© JUNGE FREIHEIT Verlag GmbH & Co.  www.jungefreiheit.de    50/01 07. Dezember 2001

 
CD: Rock
Rückmeldung
Holger Stürenburg

Der 51jährige Brite Graham Parker gehörte Ende der siebziger Jahre zu den aufstrebenden Talenten der New Wave. Neben Kollegen wie Nick Lowe, Mickey Jupp oder Brinsley Schwarz begründete er 1976/77 die typisch englische Pubrock-Szene, die traditionellen Rock’n’Roll, Blues und Folkrock mit kühlen New Wave-Klängen verband. Im Gegensatz zu vielen anderen Größen der damaligen Zeiten veröffentlichte Parker auch nach dem Abebben von New Wave und Pubrock fast jedes Jahr ein gelungenes Rockalbum - auch wenn die breitere Öffentlichkeit seit Beginn der neunziger Jahre kaum noch Notiz von ihm nahm. Kürzlich erschien sein aktuelles Werk „Deepcut to Nowhere“ (RazorAndTie/Edel), das ihm zwar auch diesmal nicht den Weg in die Hitparaden eröffnen dürfte, aber dennoch famosen klassischen, country-unterspülten Rock enthält.

Die Karriere Parkers begann, als er 1975 die Pubrockband The Rumour zu seiner Begleitband machte. „Heat Treatment“ war das erste Ergebnis dieser für vier Alben andauernden Zusammenarbeit zwischen dem schmächtigen Lyriker Parker, der seine Vorbilder in Bruce Springsteen, Bob Dylan oder Van Morrison sah, und der munter rockenden Band. Der frivole, freche Rock’n’Roll-Song „Hotel Chambermaid“ aus „Heat Treatment“ zählt bis heute zu Parkers besten Stücken und wurde in den darauffolgenden Jahren häufig gecovert. 1976 folgte mit „Stick to me“ das zweite Album, das zunehmend Reggae-, Soul- und frühe New Wave-Einflüsse aufwies. Produziert wurden Parkers erste Alben von seinem zynischen Kollegen Nick Lowe, das fast sechsminütige Epos „Hey, Lord, don’t ask me Questions“ von seinem 1978er Live-Doppelalbum „The Parkerilla“ gilt noch heute als Klassiker des britischen New Wave. Doch plötzlich strebte Parker große Hitparadenerfolge an, trennte sich von The Rumour und fabrizierte recht amerikanisch produzierte und arrangierte LPs wie „The Up Escalator“ (1980) oder „Another Grey Day“ (1982). Im Jahr darauf gründete er die Band The Shot und veröffentlichte die Alben „Steady Nerves“ (1985) und „The Mona Lisa’s Sister“ (1988), auf denen er Springsteen, Cougar-Mellenkamp oder Huey Lewis nacheiferte. „Mona Lisa’s Sister“ ermöglichte ihm ein großes Comeback, erstmals konnte er mit seinen Songs auch in den USA Erfolge feiern. Er begab sich auf eine Solo-Tournee und brachte danach das phantastische Livealbum „Live alone in America“ auf den Markt. Parker war inzwischen in die USA umgezogen, konnte seinen Erfolg aber nicht in die neunziger Jahre retten. Er konzentrierte sich fortan auf das Schreiben von Science-Fiction-Kurzgeschichten und veröffentlichte mehrere Bücher; neue Platten von ihm gab es seltener.

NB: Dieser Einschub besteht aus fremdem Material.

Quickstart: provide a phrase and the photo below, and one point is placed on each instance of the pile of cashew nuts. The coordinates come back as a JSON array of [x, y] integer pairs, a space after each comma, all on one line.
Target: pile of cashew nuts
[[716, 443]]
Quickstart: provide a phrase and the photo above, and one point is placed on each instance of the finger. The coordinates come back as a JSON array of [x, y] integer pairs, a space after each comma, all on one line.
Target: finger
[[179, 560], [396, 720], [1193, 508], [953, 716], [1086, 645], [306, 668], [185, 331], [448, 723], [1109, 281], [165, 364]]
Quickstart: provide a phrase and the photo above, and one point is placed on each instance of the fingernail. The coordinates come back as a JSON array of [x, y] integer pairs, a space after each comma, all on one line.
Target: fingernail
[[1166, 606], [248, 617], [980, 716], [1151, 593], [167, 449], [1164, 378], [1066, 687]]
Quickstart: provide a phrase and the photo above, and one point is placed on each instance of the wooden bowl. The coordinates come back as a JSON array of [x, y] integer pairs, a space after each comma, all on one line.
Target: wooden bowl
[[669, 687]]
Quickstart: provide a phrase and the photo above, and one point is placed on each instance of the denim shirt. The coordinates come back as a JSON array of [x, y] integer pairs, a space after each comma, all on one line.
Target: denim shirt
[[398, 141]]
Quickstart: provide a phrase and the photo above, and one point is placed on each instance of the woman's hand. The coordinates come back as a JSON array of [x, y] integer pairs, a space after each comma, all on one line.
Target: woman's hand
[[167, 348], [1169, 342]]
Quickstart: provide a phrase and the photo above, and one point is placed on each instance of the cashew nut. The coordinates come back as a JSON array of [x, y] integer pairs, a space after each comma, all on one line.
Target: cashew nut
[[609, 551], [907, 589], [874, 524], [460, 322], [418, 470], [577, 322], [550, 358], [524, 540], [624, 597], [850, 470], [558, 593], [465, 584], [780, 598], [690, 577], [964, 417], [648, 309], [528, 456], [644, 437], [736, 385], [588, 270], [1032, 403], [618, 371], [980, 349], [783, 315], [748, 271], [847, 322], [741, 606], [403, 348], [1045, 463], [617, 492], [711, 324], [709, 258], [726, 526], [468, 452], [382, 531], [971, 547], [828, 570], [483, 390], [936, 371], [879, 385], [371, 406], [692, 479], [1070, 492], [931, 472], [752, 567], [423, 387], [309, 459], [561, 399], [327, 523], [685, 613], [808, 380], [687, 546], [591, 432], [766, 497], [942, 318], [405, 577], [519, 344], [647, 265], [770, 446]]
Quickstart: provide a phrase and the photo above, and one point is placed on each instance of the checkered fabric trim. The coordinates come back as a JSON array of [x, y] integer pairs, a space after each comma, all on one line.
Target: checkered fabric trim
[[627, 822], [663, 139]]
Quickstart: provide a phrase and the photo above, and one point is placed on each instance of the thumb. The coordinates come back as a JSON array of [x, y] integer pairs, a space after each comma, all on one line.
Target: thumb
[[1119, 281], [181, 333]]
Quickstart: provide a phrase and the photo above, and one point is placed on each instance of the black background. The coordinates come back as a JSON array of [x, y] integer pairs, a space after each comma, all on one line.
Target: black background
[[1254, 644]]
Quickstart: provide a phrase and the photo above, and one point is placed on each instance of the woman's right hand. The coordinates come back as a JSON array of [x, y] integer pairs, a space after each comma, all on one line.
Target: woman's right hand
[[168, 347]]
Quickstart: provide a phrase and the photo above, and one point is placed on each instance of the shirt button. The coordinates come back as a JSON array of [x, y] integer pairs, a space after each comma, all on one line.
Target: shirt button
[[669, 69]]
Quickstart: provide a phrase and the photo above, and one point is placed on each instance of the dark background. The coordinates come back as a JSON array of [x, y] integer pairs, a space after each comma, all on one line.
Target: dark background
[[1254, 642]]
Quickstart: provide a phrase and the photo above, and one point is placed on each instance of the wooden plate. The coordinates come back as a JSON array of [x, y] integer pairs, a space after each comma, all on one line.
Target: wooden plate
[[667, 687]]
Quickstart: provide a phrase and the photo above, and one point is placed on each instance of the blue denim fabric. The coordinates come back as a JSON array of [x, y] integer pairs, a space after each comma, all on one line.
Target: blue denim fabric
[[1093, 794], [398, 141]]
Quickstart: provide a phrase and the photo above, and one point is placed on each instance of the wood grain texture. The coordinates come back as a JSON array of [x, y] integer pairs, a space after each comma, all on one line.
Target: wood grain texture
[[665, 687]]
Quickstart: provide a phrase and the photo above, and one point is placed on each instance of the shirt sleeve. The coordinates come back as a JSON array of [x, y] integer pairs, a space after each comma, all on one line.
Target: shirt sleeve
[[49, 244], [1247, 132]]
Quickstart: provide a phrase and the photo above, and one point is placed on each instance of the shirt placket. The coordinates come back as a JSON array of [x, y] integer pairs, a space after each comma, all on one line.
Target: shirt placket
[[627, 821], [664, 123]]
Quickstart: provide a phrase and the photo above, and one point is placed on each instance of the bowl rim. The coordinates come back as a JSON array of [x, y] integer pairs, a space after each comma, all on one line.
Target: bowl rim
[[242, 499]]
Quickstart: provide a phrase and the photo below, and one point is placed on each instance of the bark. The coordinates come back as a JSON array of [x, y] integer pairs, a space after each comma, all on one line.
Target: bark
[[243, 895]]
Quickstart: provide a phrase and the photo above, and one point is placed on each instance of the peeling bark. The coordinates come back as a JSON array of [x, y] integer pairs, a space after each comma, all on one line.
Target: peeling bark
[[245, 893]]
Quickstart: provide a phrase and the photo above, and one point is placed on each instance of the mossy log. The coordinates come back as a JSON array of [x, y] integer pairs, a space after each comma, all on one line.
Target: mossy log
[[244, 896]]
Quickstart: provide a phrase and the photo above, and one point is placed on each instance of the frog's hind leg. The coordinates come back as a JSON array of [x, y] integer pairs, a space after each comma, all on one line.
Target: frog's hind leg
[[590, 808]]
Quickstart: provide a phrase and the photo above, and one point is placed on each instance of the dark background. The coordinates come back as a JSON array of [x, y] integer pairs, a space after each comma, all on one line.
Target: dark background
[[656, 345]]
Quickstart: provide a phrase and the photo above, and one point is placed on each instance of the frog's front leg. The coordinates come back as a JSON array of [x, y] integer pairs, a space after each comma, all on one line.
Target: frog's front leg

Doch dieses Jahr war es wieder mal so weit. Im Januar ging Graham Parker ins Studio und nahm dort, zusammen mit dem Produzenten Dave Cook, seinem früheren Rumour-Schlagzeuger Steve Gouldin und seiner letzten Tourband The Figgs das neue Album „Deepcut to Nowhere“ auf. Darauf zeigt sich Parker mal wieder von seiner besten Seite. Zwar bleibt er musikalisch seinem Stilmix aus Countryrock, Rhythm’n’Blues und Rock’n’Roll treu, fügt jedoch immer etwas Extravagantes, Außergewöhnliches hinzu: Er zeigt sich düster in „Dark Days“, hoffnungsvoll in „If it ever stops rainin‘“ oder romantisch in „Blue Horizon“. Liebeslieder wie „Depend on me“ wechseln sich ab mit Parabeln („Get off your High Horse“), frecher Rock’n’Roll („Socks’n’Sandals“) mit Balladen („Last Stop is Nowhere“).

Freunde des klassischen Rocks sollten bei „Deepcut to Nowhere“ umgehend zugreifen, beweist Graham Parker doch, daß es auch 2001 Platz gibt für eingängige, traditionelle Rockmusik mit textlichem Anspruch und einer lakonischen Grundhaltung, wie sie nur die Briten in sich tragen!